Consolidating the institutional core

  • Consolidate the university campus: reaffirm the university’s historic presence as a central player in western downtown by concentrating activities around key hubs and clarifying the campus layout around its original institutional core.
  • Optimize the building stock: optimize the use of existing buildings by redeveloping underutilized spaces, ensuring universal accessibility and renovating facilities to meet best practices in energy efficiency and space quality.
  • Increase campus density: redevelop or acquire properties suited to university needs and densification while divesting from non-strategic ones, prioritizing sustainability, accessibility and inclusivity with the support of the Sir George Williams, Concordia and neighbouring communities.

Revitalizing the campus' public spaces through the transition to sustainable mobility

  • A pedestrian-friendly campus: reduce vehicle dominance and prioritize walkability across campus streets.
  • Support the growth of active transportation modes: strengthen sustainable mobility by ensuring continuous, year-round protected cycling routes, expanding bike infrastructure and strategic parking and improving integration with public transit near Guy-Concordia.
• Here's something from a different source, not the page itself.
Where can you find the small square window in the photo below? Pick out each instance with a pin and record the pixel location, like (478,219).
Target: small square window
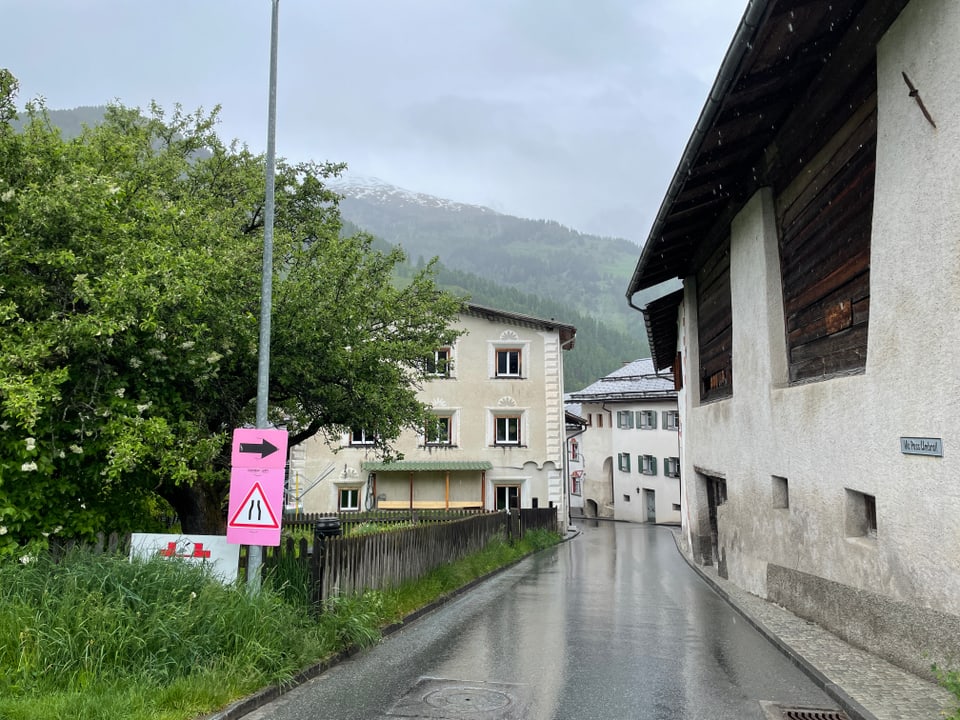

Elevating the quality of downtown outdoor spaces

  • Contribute to urban ecology: prioritize campus greening by enhancing outdoor spaces with vegetation, expanding the tree canopy and permeable surfaces and integrating rooftops and facades into a sustainable approach to climate and stormwater management.
  • Highlight the former Grey Nuns’ property: enhance the park as a key asset in a dense urban environment by integrating it into a next-generation university committed to heritage, reconciliation and decolonization, while ensuring north-south continuity and adapting vegetation to site identity and uses.
  • Integrate outdoor spaces into the core of the academic mission: use these spaces as research tools and expand initiatives that allow the Concordia community to benefit from them.

Diversifying the spaces that support university life

  • Make use of every opportunity: revitalize underutilized campus spaces — such as terraces, alleys and the underground network — by making them accessible, safe and inviting for the university community, maximizing their potential for year-round use.
  • Open up to the Concordia and Montreal communities: ensure spaces are inclusive in both design and values, drawing on each location’s unique character and atmosphere to guide their development.
  • Promote a thriving campus life: create flexible, year-round, accessible spaces that form a cohesive network, structure the campus, enhance spatial understanding and adapt to diverse user needs through varied configurations.